Luanne asked us, “Dear Church, would the watching world say that our lives are defined by agape love, sacrificial living, and supernatural power for the glory of God?”
Paul’s life was. And his letter evidenced that. I think it was less “how to” and more “cause and effect”. His words overflowed from a heart completely convinced and compelled by the Love that had won his heart. And because it was the natural overflow of his heart, I don’t think he had to try to say things just right in his letter. I think he simply wrote what he knew to be true, and he believed that as his friends continued to experience the grace and love of Jesus, they would be completely overtaken by Him, too.
The other night in a prayer service, the man leading asked this question…
“How often do we miss God while we’re looking for truth?” (Pastor Beau Gamble)
There’s a lot to ponder within that question… But as it relates to what we’ve been studying together, this book called Philippians, I think I have an answer.
Every time–we’ll miss God every single time–if we’re looking for truth outside of the person of Jesus. I have read this book, Philippians, so many times. I have many of the individual verses memorized. But I’ve read it through lenses focused on personal promises, individual growth, shoulds and shouldn’ts. And somehow–even though we’ve spent the summer writing about how it all points to Jesus–I hadn’t seen it before. How did I miss it? How did I miss that this entire letter points to Jesus and becoming one with Him so as to become like Him and carry His love and His Kingdom to the world? How?
It’s easy to do if it’s all about us. If we’re looking for truth for ourselves, personal promises like Luanne wrote about, we run the risk of missing the point entirely. The point of not only this particular book, but the whole of Scripture... Jesus Himself. He is the point. Jesus. He even tells us in John 5:39-40, “You pore over the scriptures for you imagine that you will find eternal life in them. And all the time they give their testimony to me! But you are not willing to come to me to have real life!” (JB Phillips)

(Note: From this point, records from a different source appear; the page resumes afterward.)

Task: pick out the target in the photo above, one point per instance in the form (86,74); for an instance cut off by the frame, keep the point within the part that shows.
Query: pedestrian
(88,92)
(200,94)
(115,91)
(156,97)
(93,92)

Thirteen messages that have covered four chapters of our Bible. And ultimately, they all point to the same thing. Jesus. Pastor John summed up the whole series in the quote I opened with:
“Love like Jesus. Offer grace. Sacrifice self. Live like Jesus, in the power of Jesus.
Be. Like. Jesus.”
Dear Church… this is really what it’s all about. Do we believe it? Do we believe it so deeply that our lives revolve around it? Around the person of Jesus and all of His ways? So much that if we wrote a letter to our closest friends, our love and intimacy with Jesus would be the undertone of every line–simply because it’s who we are?
Dear Church… it’s our turn. How, then, will we live?